I Never Went to Sunday School


BEHIND ELLINWOOD (1976)
PENTAX SPOTMATIC + SUPER TAKUMAR 135/3.5 + KODAK TRI-X

I had this thing for the playground in the back lot of Ellinwood Malate Church, I loved those acacia trees and the way the filtered sunlight softly lights the sandbox on sunny Sunday mornings (see here if you missed it).  That, and wanting to play kept me from staying focused in Sunday school and I whined myself out of attending.  It was a surprise that my mom actually allowed me not to attend—on the condition that I had to go to the adult service with her and my dad.

The surprise comes from the fact that most of my cousins were in Sunday school.  In fact, some of my teachers would have been my cousins and it was only a matter of time that my mom started taking flak from my uncles and aunts—who were elders and deacons at some point of their lives in Ellinwoodfor consenting to my whims (“kunsintidor”).

So I never went to Sunday school.

Now the nice thing about being a kid in adult worship is that you can get away looking bored during the service.  You cannot really do that while in Sunday school since in a class of 20 or so, the teacher cannot miss you daydreaming, which I did a lot.  In a packed church of over 800 you get lost in the crowd where a kid can daydream all he wants and even fall asleep.

I would let my parents sit in the pews first while I took my time talking with friends before the service started.  The idea was, that by the time I sat down, the pews were already full.  So when I sat down, I had to squeeze myself between my mom and dad.  That tight fit propped me up when I fell asleep; and it would pull me up as well when it was time to stand up for a hymn or prayer.

That worked quite well until I was tall enough to be seen over my parents shoulders.  And at which point I was beginning to understand what was going on.

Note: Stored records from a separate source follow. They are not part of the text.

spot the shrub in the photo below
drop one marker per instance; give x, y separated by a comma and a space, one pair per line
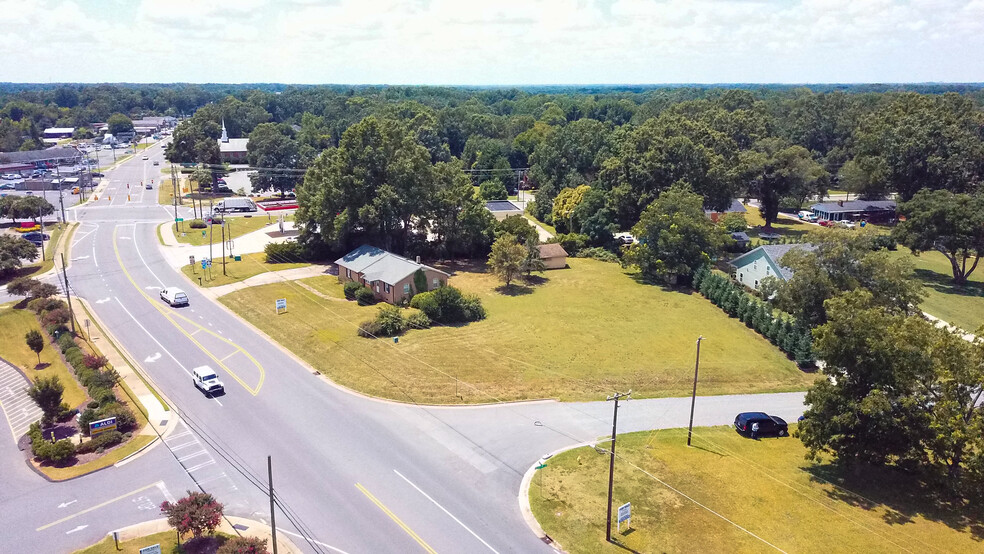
105, 439
284, 252
350, 288
418, 320
598, 253
365, 297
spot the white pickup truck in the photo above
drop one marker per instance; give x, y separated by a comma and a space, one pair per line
206, 380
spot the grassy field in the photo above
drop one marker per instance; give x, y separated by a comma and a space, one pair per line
962, 306
764, 486
14, 324
583, 333
251, 264
236, 227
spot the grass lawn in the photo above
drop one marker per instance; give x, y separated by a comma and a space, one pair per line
962, 306
583, 333
168, 541
765, 486
236, 227
14, 324
252, 264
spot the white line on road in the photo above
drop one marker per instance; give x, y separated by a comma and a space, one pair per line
445, 511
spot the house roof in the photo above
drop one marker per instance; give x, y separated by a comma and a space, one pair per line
501, 206
856, 206
774, 252
31, 156
376, 264
735, 206
234, 145
552, 250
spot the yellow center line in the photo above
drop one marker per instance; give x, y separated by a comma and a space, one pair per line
170, 315
97, 506
392, 516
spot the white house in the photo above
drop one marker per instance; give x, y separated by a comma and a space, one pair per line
754, 266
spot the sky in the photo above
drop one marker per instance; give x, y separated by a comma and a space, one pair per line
502, 42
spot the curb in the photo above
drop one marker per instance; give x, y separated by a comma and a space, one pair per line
524, 496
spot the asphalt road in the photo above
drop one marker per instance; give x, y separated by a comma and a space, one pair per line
353, 474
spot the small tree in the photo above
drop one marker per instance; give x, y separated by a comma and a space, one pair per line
244, 545
47, 394
197, 513
35, 342
506, 258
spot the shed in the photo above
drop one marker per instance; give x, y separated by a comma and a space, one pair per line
554, 256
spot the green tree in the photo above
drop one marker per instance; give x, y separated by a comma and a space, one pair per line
840, 260
493, 189
675, 236
951, 224
35, 342
198, 513
119, 123
13, 250
507, 257
46, 392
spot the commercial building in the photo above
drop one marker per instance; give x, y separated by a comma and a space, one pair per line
232, 150
390, 277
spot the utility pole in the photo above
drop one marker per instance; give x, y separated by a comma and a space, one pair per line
611, 464
273, 514
693, 397
68, 295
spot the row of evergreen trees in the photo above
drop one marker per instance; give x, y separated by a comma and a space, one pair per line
789, 335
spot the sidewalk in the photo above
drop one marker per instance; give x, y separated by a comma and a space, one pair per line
158, 416
243, 526
267, 278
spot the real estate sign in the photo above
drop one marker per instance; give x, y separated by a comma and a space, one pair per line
101, 426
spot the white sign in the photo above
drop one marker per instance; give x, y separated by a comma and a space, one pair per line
624, 514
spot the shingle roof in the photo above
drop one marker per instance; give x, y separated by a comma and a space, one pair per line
856, 206
552, 250
377, 264
775, 252
31, 156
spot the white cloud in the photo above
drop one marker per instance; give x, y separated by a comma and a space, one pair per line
496, 42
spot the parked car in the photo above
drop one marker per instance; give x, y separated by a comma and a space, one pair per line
174, 296
756, 424
207, 381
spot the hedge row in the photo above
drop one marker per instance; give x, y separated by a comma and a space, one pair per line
784, 332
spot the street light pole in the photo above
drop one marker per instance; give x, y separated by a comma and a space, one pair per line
611, 464
693, 397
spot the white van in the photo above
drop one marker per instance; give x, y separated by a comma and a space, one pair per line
207, 381
174, 296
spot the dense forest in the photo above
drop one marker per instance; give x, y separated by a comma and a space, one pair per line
382, 158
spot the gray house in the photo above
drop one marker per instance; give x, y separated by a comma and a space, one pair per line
752, 267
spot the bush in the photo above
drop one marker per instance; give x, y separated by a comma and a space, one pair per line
365, 297
350, 288
284, 252
105, 439
598, 253
418, 320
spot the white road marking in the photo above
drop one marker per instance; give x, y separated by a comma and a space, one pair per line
443, 509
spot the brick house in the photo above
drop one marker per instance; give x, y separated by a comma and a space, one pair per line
390, 277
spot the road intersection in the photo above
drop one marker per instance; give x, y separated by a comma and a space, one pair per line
353, 474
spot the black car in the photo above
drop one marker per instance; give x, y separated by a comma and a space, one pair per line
745, 424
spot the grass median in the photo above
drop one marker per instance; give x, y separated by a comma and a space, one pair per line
582, 333
251, 265
765, 486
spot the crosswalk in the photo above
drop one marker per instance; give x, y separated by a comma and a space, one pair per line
20, 410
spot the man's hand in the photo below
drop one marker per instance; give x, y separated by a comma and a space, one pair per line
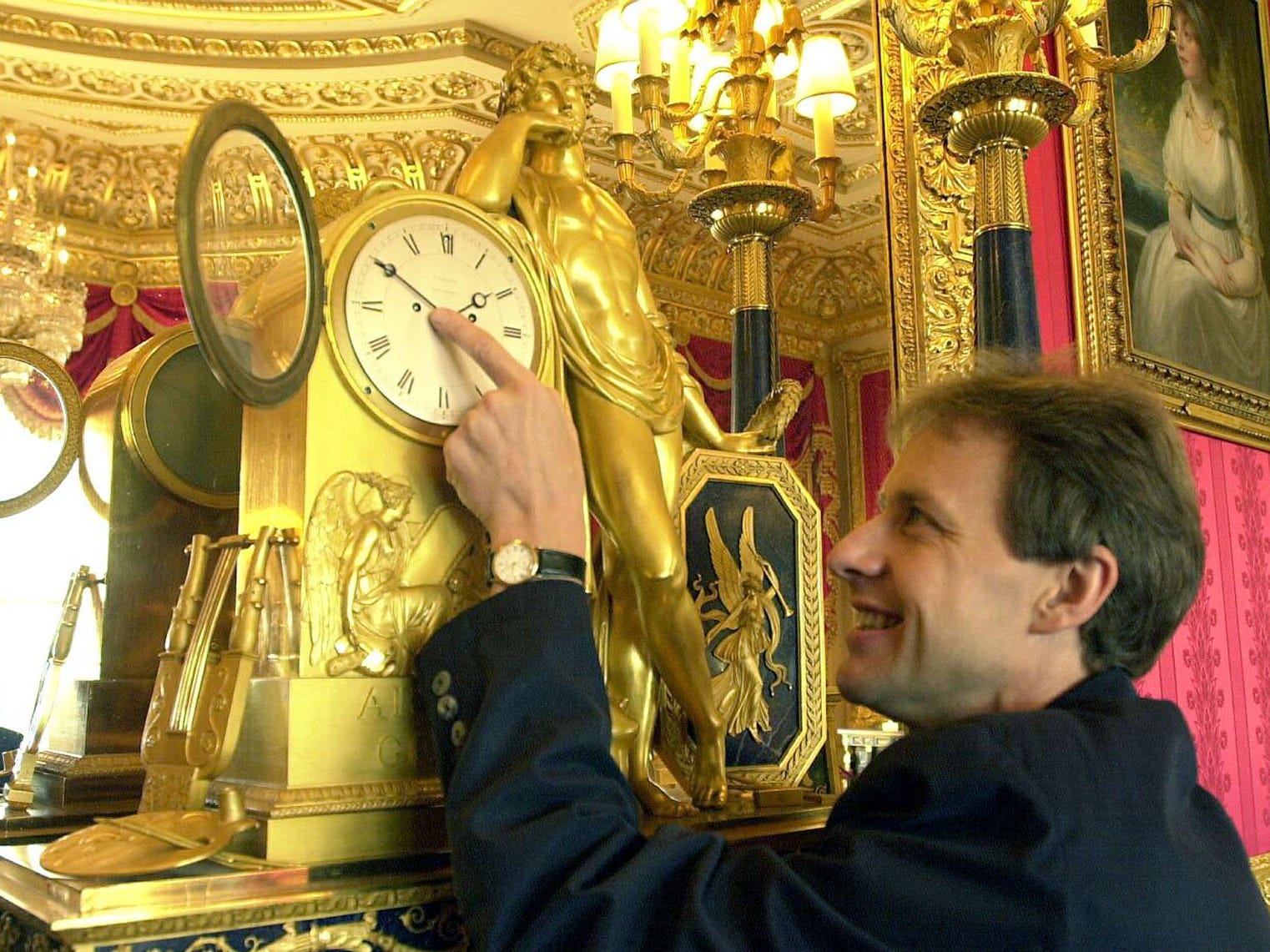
515, 458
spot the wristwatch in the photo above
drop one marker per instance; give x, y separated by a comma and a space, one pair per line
518, 562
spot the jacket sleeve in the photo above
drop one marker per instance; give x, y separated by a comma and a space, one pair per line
545, 834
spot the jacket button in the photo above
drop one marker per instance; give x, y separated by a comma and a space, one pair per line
441, 683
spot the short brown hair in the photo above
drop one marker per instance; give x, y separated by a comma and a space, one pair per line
1094, 460
528, 63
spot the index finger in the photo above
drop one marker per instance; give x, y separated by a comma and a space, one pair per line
481, 347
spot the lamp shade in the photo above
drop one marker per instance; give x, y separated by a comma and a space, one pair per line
824, 78
671, 14
617, 51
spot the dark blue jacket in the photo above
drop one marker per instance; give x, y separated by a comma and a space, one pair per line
1080, 827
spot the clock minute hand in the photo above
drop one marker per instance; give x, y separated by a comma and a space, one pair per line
391, 272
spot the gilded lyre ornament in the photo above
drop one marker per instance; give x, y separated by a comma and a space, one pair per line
1005, 106
364, 615
632, 401
21, 793
199, 693
747, 630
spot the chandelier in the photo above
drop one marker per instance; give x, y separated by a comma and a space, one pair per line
41, 306
703, 84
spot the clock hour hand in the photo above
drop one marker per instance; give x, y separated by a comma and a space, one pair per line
391, 272
479, 300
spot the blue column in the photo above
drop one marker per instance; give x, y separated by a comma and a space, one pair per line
1005, 291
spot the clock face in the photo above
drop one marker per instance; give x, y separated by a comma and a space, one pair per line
423, 251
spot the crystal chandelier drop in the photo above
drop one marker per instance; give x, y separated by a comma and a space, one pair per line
41, 306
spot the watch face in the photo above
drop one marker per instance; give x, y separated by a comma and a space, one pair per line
513, 562
423, 251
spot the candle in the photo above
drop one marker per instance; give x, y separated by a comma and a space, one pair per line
822, 124
649, 42
624, 118
680, 73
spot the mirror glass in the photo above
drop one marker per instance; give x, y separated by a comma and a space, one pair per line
249, 254
244, 202
37, 428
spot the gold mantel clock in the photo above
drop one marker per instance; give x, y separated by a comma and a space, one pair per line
352, 461
396, 260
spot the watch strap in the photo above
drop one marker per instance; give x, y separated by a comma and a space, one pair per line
554, 564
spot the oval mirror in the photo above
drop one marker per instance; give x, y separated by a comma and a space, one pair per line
241, 204
41, 424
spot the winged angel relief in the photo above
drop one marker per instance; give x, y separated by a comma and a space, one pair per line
747, 628
364, 615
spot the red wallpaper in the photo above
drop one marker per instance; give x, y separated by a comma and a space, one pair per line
1217, 667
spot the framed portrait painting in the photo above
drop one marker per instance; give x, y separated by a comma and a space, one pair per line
1169, 199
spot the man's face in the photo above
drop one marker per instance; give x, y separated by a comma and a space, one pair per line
943, 607
560, 93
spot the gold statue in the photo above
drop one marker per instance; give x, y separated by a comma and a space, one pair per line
632, 403
747, 628
365, 616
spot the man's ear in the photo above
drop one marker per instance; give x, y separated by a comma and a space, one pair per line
1078, 592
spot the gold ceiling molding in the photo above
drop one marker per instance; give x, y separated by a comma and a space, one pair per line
150, 46
314, 99
241, 9
930, 219
133, 189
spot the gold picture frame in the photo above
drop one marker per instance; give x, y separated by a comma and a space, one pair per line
1121, 243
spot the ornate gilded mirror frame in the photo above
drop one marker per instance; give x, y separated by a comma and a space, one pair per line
930, 214
71, 423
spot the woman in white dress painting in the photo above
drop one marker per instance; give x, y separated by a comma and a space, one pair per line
1199, 299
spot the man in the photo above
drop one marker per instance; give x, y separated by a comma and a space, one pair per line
1036, 545
632, 399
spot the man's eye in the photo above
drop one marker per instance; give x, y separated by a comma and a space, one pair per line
912, 516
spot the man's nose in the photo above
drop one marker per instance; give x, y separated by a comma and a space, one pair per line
859, 554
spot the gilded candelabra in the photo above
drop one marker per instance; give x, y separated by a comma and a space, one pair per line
1005, 107
703, 84
39, 305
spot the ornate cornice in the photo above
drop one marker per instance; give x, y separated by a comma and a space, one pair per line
235, 53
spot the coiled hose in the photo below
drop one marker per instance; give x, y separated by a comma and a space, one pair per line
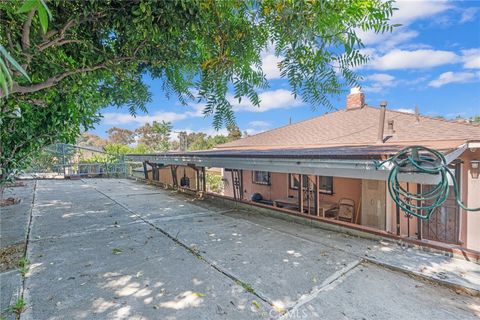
418, 159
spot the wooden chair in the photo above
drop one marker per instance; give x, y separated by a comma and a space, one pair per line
346, 210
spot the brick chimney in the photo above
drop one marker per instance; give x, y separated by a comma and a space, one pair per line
356, 99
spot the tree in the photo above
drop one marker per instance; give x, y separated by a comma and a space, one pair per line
234, 132
156, 136
121, 136
90, 139
95, 53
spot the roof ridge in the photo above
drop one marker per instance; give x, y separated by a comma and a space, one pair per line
284, 126
451, 121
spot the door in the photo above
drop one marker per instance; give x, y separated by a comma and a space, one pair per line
373, 204
443, 223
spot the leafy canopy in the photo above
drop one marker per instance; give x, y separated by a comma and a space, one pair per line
93, 54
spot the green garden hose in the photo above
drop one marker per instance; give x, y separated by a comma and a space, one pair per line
418, 159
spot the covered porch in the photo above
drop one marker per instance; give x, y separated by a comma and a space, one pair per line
346, 189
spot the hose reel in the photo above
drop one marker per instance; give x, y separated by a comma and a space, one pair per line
418, 159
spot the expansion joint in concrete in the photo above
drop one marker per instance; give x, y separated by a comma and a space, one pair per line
246, 286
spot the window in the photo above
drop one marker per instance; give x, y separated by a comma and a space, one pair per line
261, 177
325, 183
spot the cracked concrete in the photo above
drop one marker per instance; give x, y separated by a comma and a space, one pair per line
118, 249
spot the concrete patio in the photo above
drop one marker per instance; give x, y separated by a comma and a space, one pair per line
120, 249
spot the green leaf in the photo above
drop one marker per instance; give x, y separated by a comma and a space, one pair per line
14, 63
28, 5
43, 15
6, 73
44, 5
3, 83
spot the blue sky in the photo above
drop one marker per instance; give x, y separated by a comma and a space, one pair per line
432, 61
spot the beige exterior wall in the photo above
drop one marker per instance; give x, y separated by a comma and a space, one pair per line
469, 234
470, 230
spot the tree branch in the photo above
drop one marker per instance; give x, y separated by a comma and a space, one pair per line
26, 30
50, 82
57, 42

This was Ellinwood Malate Church.  The largest UCCP church in the Philippines and it had the ambiance of a cathedral.  It was awesome.  You looked up into the welcoming arms of Jesus in the stained glass with the admonition “Come Unto Me”.  For a skinny little kid it was God’s grandeur displayed.



ELLINWOOD CHANCEL (2007)
PENTAX *ist-DS + SMCP 135/2.5

But I never went to Sunday school.

And that delinquency left some blank pages in my soul. Later, as a teacher, I would observe that it was easy for others to be "inoculated" by the vaccine of shallow Christianese
—and the way children are spoon-fed their faith have a way of doing that. 

And the smallness I felt sitting in this big cathedral left within me a void that needed to be discovered. Of course, there were the episodes when I ran away from that emptiness, attempting to fill it with something else.  Growing into adolescence also made things a little complicated. But I remember intentionally putting last in my high school career choices anything to do with religion. Which was strange—thinking about it later—that I would even put something “religious” at all in my career choice when I could have left it out altogether.  Eventually the journey I would take to fill that emptiness would take me to where I am now.

And all that was because I never went to Sunday school.